The failure of a business is never a pleasant experience. Sometimes, a market is overcrowded and the weaker businesses get left behind. For others, it may be poor management and incompetence. And yet others may be pulled under when an entire market fails, as when the dot-com bubble burst, the collapse of the real estate/construction market last decade, or the crash in oil prices in the last year.
The shutting down of a North Dakota oil field services company last year demonstrates the old saying that success has many parents, but that failure is an orphan. The company is in litigation on numerous fronts, with former employees, investors and other businesses all suing and counterclaiming each other.
Some from the entity claim a combination of bad contracts and the market collapse caused the forced shut down. One investor called it a “confluence of incredibly unfortunate, concurrent events.”
The original founder of the business, however, felt some of the failures were due to a lack of experience and expertise within the oil industry. When things began to fail, he felt they reacted too slowly.
The company is now in the hands of a receiver. They also had problems with contractors, who they claim botched a welding inspection of a pipeline that cost the company $2.5 million to remedy.

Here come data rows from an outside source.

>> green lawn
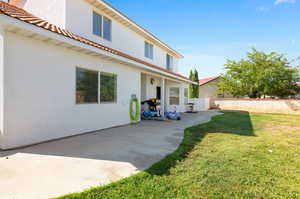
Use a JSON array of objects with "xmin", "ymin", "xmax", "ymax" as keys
[{"xmin": 61, "ymin": 112, "xmax": 300, "ymax": 199}]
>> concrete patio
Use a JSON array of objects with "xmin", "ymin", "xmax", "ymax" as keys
[{"xmin": 0, "ymin": 111, "xmax": 219, "ymax": 199}]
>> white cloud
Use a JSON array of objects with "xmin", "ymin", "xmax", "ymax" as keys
[
  {"xmin": 274, "ymin": 0, "xmax": 296, "ymax": 5},
  {"xmin": 258, "ymin": 6, "xmax": 270, "ymax": 12}
]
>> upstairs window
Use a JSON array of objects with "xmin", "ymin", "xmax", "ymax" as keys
[
  {"xmin": 166, "ymin": 54, "xmax": 174, "ymax": 71},
  {"xmin": 93, "ymin": 12, "xmax": 102, "ymax": 37},
  {"xmin": 93, "ymin": 12, "xmax": 111, "ymax": 41},
  {"xmin": 145, "ymin": 41, "xmax": 153, "ymax": 59}
]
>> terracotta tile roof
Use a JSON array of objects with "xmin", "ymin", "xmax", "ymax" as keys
[
  {"xmin": 199, "ymin": 76, "xmax": 219, "ymax": 86},
  {"xmin": 0, "ymin": 1, "xmax": 190, "ymax": 80}
]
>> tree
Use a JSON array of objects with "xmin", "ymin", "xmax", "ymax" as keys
[
  {"xmin": 189, "ymin": 69, "xmax": 199, "ymax": 98},
  {"xmin": 219, "ymin": 48, "xmax": 300, "ymax": 98}
]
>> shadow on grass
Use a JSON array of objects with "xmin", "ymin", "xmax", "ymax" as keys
[{"xmin": 145, "ymin": 111, "xmax": 255, "ymax": 175}]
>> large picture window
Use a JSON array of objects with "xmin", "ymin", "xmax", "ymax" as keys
[
  {"xmin": 76, "ymin": 68, "xmax": 98, "ymax": 104},
  {"xmin": 100, "ymin": 73, "xmax": 117, "ymax": 103},
  {"xmin": 169, "ymin": 87, "xmax": 180, "ymax": 105}
]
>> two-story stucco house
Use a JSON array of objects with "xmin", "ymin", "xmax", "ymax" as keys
[{"xmin": 0, "ymin": 0, "xmax": 194, "ymax": 149}]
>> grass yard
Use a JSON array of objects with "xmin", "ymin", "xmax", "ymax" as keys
[{"xmin": 61, "ymin": 112, "xmax": 300, "ymax": 199}]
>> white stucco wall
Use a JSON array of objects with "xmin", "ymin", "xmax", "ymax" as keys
[
  {"xmin": 66, "ymin": 0, "xmax": 178, "ymax": 72},
  {"xmin": 0, "ymin": 33, "xmax": 141, "ymax": 148},
  {"xmin": 0, "ymin": 25, "xmax": 7, "ymax": 147}
]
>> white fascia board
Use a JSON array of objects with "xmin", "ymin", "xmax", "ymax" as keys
[{"xmin": 0, "ymin": 14, "xmax": 197, "ymax": 84}]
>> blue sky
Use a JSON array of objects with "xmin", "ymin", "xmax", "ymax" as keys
[{"xmin": 107, "ymin": 0, "xmax": 300, "ymax": 78}]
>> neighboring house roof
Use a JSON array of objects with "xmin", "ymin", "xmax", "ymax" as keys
[
  {"xmin": 9, "ymin": 0, "xmax": 183, "ymax": 58},
  {"xmin": 0, "ymin": 1, "xmax": 195, "ymax": 81},
  {"xmin": 199, "ymin": 76, "xmax": 220, "ymax": 86}
]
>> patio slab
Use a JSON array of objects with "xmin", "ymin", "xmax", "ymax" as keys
[{"xmin": 0, "ymin": 111, "xmax": 219, "ymax": 199}]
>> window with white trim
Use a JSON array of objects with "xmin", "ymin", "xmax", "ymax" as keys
[
  {"xmin": 76, "ymin": 68, "xmax": 99, "ymax": 104},
  {"xmin": 145, "ymin": 41, "xmax": 153, "ymax": 59},
  {"xmin": 169, "ymin": 87, "xmax": 180, "ymax": 105},
  {"xmin": 100, "ymin": 72, "xmax": 117, "ymax": 103},
  {"xmin": 166, "ymin": 54, "xmax": 174, "ymax": 71},
  {"xmin": 93, "ymin": 12, "xmax": 111, "ymax": 41},
  {"xmin": 76, "ymin": 67, "xmax": 117, "ymax": 104},
  {"xmin": 184, "ymin": 88, "xmax": 189, "ymax": 104}
]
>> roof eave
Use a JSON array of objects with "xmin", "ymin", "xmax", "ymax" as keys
[
  {"xmin": 86, "ymin": 0, "xmax": 184, "ymax": 59},
  {"xmin": 0, "ymin": 14, "xmax": 191, "ymax": 84}
]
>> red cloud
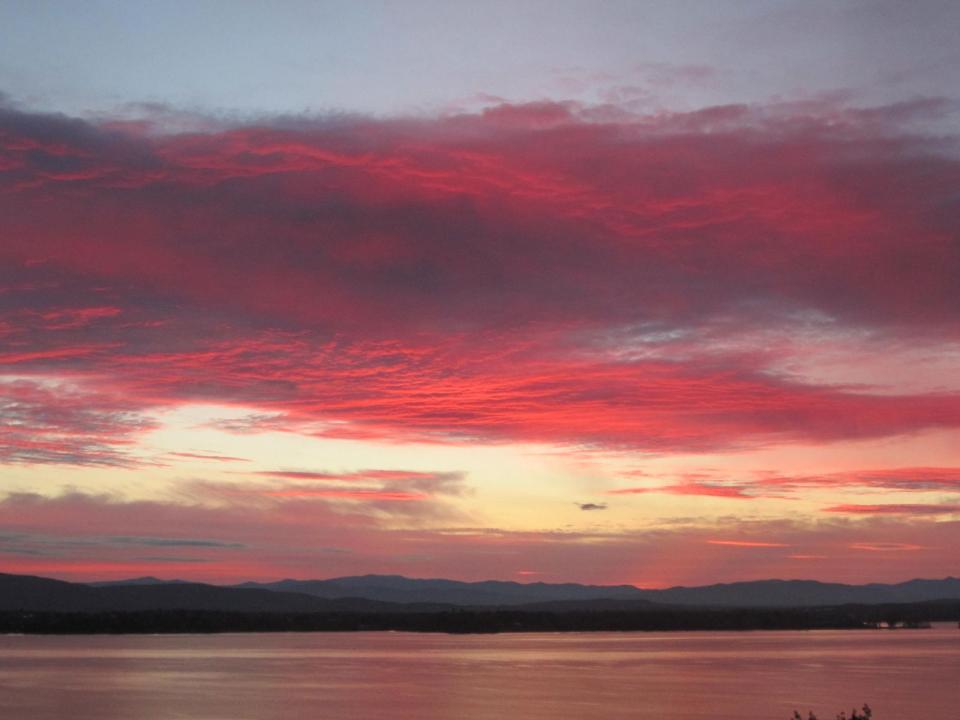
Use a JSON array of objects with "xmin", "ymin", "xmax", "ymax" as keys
[
  {"xmin": 609, "ymin": 482, "xmax": 756, "ymax": 499},
  {"xmin": 0, "ymin": 97, "xmax": 960, "ymax": 456},
  {"xmin": 823, "ymin": 503, "xmax": 960, "ymax": 515}
]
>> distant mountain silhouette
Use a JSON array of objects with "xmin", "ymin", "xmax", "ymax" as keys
[
  {"xmin": 86, "ymin": 575, "xmax": 191, "ymax": 587},
  {"xmin": 0, "ymin": 573, "xmax": 442, "ymax": 613},
  {"xmin": 235, "ymin": 575, "xmax": 645, "ymax": 606},
  {"xmin": 229, "ymin": 575, "xmax": 960, "ymax": 607}
]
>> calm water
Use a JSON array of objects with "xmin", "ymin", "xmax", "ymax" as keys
[{"xmin": 0, "ymin": 626, "xmax": 960, "ymax": 720}]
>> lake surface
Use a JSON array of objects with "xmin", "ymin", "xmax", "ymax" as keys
[{"xmin": 0, "ymin": 625, "xmax": 960, "ymax": 720}]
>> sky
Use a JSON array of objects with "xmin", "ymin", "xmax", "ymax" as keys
[{"xmin": 0, "ymin": 0, "xmax": 960, "ymax": 587}]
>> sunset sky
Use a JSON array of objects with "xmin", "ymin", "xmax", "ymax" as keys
[{"xmin": 0, "ymin": 0, "xmax": 960, "ymax": 587}]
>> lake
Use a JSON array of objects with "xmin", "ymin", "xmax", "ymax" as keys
[{"xmin": 0, "ymin": 625, "xmax": 960, "ymax": 720}]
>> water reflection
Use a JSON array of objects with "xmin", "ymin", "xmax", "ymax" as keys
[{"xmin": 0, "ymin": 626, "xmax": 960, "ymax": 720}]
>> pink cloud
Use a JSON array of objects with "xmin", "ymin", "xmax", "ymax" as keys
[{"xmin": 823, "ymin": 503, "xmax": 960, "ymax": 515}]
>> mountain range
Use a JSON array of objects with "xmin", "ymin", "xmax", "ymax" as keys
[
  {"xmin": 0, "ymin": 574, "xmax": 960, "ymax": 612},
  {"xmin": 236, "ymin": 575, "xmax": 960, "ymax": 607}
]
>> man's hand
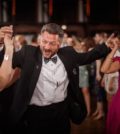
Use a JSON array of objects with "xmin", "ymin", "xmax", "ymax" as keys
[{"xmin": 0, "ymin": 25, "xmax": 13, "ymax": 44}]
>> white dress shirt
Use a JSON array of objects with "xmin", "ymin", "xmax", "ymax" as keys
[{"xmin": 30, "ymin": 56, "xmax": 69, "ymax": 106}]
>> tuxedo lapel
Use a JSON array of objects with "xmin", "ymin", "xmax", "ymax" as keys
[{"xmin": 29, "ymin": 49, "xmax": 42, "ymax": 99}]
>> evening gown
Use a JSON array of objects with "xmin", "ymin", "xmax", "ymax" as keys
[{"xmin": 106, "ymin": 57, "xmax": 120, "ymax": 134}]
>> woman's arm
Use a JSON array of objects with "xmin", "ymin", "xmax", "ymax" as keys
[
  {"xmin": 101, "ymin": 37, "xmax": 120, "ymax": 73},
  {"xmin": 0, "ymin": 34, "xmax": 13, "ymax": 91}
]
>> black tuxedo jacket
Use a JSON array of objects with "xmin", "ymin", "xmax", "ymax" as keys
[{"xmin": 8, "ymin": 44, "xmax": 109, "ymax": 125}]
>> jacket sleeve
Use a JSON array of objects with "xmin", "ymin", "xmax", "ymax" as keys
[{"xmin": 76, "ymin": 44, "xmax": 111, "ymax": 65}]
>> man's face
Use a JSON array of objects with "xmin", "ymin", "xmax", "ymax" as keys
[{"xmin": 39, "ymin": 32, "xmax": 60, "ymax": 58}]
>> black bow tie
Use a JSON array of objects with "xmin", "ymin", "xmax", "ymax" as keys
[{"xmin": 44, "ymin": 56, "xmax": 57, "ymax": 63}]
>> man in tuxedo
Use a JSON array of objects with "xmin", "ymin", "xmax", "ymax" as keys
[{"xmin": 1, "ymin": 23, "xmax": 110, "ymax": 134}]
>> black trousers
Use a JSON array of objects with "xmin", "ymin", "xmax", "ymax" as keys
[{"xmin": 15, "ymin": 100, "xmax": 70, "ymax": 134}]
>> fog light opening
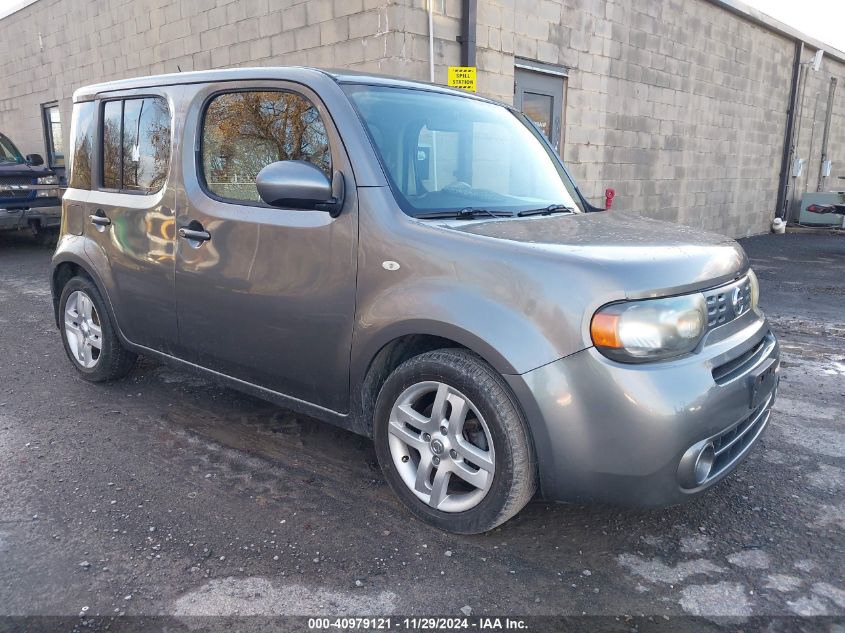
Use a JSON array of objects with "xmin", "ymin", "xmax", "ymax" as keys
[{"xmin": 694, "ymin": 443, "xmax": 716, "ymax": 486}]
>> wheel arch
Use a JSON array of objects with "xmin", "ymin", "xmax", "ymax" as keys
[
  {"xmin": 352, "ymin": 321, "xmax": 516, "ymax": 437},
  {"xmin": 50, "ymin": 252, "xmax": 120, "ymax": 342}
]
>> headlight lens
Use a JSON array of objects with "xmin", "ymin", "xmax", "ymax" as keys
[
  {"xmin": 748, "ymin": 268, "xmax": 760, "ymax": 310},
  {"xmin": 590, "ymin": 294, "xmax": 707, "ymax": 362}
]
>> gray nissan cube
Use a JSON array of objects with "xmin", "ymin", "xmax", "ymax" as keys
[{"xmin": 52, "ymin": 68, "xmax": 779, "ymax": 533}]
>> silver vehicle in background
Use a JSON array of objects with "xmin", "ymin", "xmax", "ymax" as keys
[
  {"xmin": 52, "ymin": 68, "xmax": 779, "ymax": 533},
  {"xmin": 0, "ymin": 134, "xmax": 62, "ymax": 236}
]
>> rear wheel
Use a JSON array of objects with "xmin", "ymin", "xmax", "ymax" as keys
[
  {"xmin": 59, "ymin": 277, "xmax": 138, "ymax": 382},
  {"xmin": 374, "ymin": 349, "xmax": 536, "ymax": 534}
]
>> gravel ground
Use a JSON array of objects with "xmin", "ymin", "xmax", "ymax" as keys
[{"xmin": 0, "ymin": 228, "xmax": 845, "ymax": 628}]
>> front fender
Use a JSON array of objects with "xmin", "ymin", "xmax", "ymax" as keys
[{"xmin": 352, "ymin": 279, "xmax": 572, "ymax": 377}]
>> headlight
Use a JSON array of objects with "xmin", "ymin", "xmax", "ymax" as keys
[
  {"xmin": 590, "ymin": 294, "xmax": 707, "ymax": 363},
  {"xmin": 748, "ymin": 268, "xmax": 760, "ymax": 310}
]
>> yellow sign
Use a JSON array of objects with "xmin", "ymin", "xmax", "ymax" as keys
[{"xmin": 449, "ymin": 66, "xmax": 476, "ymax": 92}]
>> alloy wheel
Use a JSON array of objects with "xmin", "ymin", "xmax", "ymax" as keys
[
  {"xmin": 388, "ymin": 381, "xmax": 496, "ymax": 512},
  {"xmin": 65, "ymin": 290, "xmax": 103, "ymax": 369}
]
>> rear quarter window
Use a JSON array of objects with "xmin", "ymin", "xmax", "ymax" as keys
[
  {"xmin": 102, "ymin": 97, "xmax": 170, "ymax": 194},
  {"xmin": 68, "ymin": 101, "xmax": 94, "ymax": 189}
]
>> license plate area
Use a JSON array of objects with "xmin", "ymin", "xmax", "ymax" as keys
[{"xmin": 747, "ymin": 358, "xmax": 778, "ymax": 409}]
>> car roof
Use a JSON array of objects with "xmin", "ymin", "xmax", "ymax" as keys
[{"xmin": 73, "ymin": 66, "xmax": 507, "ymax": 105}]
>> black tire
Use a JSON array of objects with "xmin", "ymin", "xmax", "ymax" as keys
[
  {"xmin": 59, "ymin": 277, "xmax": 138, "ymax": 382},
  {"xmin": 373, "ymin": 349, "xmax": 537, "ymax": 534}
]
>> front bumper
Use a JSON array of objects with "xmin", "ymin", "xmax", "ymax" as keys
[{"xmin": 505, "ymin": 312, "xmax": 780, "ymax": 506}]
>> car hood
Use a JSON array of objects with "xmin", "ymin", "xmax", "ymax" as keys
[{"xmin": 449, "ymin": 211, "xmax": 748, "ymax": 299}]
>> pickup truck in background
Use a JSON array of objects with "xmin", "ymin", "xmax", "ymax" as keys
[{"xmin": 0, "ymin": 133, "xmax": 63, "ymax": 240}]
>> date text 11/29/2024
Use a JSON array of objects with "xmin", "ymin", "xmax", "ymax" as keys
[{"xmin": 308, "ymin": 616, "xmax": 528, "ymax": 631}]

North Dakota is also suing the company for the unpaid wages of the employees, and a labor union is arguing one of the owners of the pipeline project the company was hired to complete should help in paying those wages.
In complex litigation situations like this, it is necessary to have your own counsel to sort through the reams of documents that cases like this generate. It is also important not to delay, as there may be limited assets available and late claims may find their reward is nothing.